Towards gliadin nanofoams

Bio-derived, fully biodegradable closed-cell micro- and nanocellular foams were generated from gliadin. Gliadin, an abundantly available wheat storage protein, was extracted with aqueous ethanol from wheat gluten. For the newly developed foaming process, dry gliadin powder was plasticized by equal volumes of water and ethanol resulting in a viscoelastic paste that was then subjected to supercritical carbon dioxide in a high-pressure cell. After tempering, a sudden release of pressure and cooling resulted in closed-cell micro- or nanocellular foams. Depending on the processing parameters such as the foaming temperature, pressure, pressure drop rate, plasticizer concentration, and pre- and past-expansion treatment, foam morphology was tunable. Accordingly, cell size and porosity can be varied as desired. The resulting foams and intermediate states were analyzed by scanning electron microscopy, and a foaming mechanism is suggested.
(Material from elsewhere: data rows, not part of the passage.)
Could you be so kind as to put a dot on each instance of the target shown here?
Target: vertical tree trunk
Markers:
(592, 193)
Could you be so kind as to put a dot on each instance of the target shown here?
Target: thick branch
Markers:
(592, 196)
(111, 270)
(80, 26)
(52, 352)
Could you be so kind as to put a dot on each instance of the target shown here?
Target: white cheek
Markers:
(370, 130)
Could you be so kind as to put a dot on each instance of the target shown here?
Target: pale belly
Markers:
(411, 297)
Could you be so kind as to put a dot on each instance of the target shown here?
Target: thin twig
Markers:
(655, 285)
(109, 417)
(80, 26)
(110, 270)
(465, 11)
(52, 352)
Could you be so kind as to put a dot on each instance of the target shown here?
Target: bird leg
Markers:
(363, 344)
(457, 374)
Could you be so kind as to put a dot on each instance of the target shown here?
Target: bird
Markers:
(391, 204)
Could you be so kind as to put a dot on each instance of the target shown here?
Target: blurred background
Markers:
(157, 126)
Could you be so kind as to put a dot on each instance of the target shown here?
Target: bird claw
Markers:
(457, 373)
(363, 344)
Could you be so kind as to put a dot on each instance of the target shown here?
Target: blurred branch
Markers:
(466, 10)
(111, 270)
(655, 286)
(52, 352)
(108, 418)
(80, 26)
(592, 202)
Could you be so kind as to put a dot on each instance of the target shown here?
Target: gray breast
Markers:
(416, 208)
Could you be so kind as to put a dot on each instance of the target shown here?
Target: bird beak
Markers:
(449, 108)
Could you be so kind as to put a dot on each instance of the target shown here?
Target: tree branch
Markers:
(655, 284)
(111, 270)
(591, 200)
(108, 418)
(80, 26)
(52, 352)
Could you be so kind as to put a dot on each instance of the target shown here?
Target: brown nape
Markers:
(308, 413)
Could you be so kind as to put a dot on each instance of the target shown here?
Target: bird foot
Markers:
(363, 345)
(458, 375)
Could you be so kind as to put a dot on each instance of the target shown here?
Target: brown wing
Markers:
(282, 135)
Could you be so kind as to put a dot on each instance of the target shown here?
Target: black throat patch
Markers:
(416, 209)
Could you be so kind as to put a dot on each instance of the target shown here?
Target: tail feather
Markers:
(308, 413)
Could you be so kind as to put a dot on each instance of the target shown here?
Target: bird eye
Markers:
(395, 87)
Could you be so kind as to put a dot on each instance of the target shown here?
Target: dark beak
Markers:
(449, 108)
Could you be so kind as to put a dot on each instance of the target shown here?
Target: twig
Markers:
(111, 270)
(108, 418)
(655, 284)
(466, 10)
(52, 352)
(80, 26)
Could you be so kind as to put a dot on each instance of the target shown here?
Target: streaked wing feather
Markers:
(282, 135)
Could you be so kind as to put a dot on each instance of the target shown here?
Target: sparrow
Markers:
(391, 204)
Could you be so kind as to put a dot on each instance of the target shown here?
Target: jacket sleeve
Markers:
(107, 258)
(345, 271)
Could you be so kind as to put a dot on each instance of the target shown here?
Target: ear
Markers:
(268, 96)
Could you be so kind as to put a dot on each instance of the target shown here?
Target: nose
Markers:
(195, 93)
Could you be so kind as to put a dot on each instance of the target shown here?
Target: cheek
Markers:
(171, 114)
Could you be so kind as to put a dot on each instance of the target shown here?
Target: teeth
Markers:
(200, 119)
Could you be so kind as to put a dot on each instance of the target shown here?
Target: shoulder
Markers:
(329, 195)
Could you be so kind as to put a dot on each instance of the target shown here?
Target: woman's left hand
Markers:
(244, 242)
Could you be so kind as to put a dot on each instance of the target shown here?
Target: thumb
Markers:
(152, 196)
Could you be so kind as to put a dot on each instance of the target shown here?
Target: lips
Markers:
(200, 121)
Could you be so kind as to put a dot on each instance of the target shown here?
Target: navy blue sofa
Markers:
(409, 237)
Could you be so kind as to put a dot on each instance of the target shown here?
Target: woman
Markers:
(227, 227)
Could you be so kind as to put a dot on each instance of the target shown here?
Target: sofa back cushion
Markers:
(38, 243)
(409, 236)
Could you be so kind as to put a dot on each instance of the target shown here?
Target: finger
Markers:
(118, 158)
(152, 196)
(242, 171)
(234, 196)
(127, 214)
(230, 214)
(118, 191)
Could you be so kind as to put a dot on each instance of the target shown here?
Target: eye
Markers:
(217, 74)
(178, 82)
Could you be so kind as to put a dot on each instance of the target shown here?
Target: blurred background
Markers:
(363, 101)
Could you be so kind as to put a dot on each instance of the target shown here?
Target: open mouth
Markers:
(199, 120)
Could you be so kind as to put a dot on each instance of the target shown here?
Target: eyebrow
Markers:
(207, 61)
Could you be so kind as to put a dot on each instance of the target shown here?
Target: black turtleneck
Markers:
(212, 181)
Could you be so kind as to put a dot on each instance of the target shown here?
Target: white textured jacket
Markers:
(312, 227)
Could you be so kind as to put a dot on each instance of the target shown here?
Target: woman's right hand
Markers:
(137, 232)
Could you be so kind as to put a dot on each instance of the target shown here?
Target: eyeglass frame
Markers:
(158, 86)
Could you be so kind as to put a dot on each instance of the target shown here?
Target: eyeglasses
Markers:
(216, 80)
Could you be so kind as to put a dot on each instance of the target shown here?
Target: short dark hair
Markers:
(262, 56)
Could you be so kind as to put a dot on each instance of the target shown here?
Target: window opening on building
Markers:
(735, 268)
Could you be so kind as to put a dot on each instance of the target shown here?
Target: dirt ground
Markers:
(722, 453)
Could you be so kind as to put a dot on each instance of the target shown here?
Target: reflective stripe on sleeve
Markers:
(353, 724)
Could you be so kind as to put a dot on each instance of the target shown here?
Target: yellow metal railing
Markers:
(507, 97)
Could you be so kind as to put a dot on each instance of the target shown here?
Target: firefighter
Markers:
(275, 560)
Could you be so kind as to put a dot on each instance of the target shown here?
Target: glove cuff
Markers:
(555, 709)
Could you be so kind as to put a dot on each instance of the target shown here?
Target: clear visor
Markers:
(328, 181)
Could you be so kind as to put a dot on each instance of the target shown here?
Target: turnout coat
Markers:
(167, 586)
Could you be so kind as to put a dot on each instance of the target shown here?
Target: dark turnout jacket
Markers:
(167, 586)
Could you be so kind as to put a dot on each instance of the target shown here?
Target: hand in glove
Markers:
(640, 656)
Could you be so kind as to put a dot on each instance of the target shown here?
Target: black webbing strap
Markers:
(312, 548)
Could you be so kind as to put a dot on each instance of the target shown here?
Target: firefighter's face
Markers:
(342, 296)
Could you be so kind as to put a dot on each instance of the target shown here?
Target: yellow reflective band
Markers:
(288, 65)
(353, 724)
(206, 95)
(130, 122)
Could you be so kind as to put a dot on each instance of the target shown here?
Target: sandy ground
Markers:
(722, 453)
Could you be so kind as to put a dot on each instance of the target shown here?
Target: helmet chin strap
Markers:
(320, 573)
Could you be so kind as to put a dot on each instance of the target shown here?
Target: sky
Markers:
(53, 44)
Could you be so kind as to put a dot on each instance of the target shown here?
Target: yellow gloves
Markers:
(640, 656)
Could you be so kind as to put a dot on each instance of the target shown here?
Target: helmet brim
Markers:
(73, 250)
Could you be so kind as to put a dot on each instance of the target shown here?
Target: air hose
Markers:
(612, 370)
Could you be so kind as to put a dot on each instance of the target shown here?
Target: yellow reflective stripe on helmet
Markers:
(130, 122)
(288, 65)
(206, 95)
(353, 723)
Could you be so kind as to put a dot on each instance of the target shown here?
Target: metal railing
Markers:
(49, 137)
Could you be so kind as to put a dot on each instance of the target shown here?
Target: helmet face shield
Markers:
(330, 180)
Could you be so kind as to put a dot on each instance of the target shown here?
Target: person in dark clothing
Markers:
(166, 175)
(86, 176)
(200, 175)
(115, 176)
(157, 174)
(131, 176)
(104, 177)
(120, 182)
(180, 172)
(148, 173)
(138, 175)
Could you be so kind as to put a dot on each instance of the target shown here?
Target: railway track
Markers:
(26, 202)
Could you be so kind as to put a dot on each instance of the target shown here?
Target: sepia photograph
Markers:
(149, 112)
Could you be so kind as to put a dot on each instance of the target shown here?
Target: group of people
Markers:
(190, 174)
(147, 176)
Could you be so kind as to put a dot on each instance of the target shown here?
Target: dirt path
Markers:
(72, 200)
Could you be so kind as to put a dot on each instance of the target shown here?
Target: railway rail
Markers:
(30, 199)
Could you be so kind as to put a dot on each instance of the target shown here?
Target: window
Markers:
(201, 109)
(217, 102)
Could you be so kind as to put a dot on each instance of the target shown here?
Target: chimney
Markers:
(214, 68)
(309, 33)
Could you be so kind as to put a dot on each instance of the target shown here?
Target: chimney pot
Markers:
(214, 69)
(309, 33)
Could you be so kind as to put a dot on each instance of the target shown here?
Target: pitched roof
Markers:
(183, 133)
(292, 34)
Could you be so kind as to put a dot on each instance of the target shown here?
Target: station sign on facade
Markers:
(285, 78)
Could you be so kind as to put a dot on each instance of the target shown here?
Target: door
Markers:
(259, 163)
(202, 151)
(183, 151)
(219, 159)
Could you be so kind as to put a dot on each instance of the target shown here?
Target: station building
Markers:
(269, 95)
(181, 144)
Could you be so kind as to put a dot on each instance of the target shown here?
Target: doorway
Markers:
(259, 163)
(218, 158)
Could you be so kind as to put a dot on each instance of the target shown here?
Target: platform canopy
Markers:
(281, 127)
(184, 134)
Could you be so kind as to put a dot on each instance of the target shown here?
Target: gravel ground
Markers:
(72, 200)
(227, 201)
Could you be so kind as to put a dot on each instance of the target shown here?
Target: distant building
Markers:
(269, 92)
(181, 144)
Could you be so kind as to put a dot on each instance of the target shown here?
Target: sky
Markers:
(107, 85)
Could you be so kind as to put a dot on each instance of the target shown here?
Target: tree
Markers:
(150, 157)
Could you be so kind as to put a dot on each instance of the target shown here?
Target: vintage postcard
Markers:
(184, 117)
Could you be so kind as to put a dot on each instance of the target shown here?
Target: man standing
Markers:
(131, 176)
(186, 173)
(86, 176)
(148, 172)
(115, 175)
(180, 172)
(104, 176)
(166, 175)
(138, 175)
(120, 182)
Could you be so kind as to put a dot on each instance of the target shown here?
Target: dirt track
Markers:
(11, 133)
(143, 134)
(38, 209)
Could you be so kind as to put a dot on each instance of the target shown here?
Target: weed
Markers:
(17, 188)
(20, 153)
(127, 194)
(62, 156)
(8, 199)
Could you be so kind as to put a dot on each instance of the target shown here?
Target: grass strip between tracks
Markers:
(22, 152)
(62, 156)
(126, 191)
The foams prepared via the proposed procedure exhibit the smallest cell sizes and the highest porosity ever reported for foaming of wheat proteins. For example, we found mean cell size of 6.5 ± 1.7 μm at a porosity of ϕ = 0.97, 1.4 ± 0.5 μm at ϕ = 0.90, 720 ± 340 nm at ϕ = 0.77, and 270 ± 110 nm at ϕ = 0.62. The procedure presented is clean, environment friendly, simple, and low cost, possibly lending itself to a technical realization. The promising new approach may have potential in short purpose packaging or insulation at almost zero environmental cost, because the materials are easily and environmentally friendly recyclable and even edible.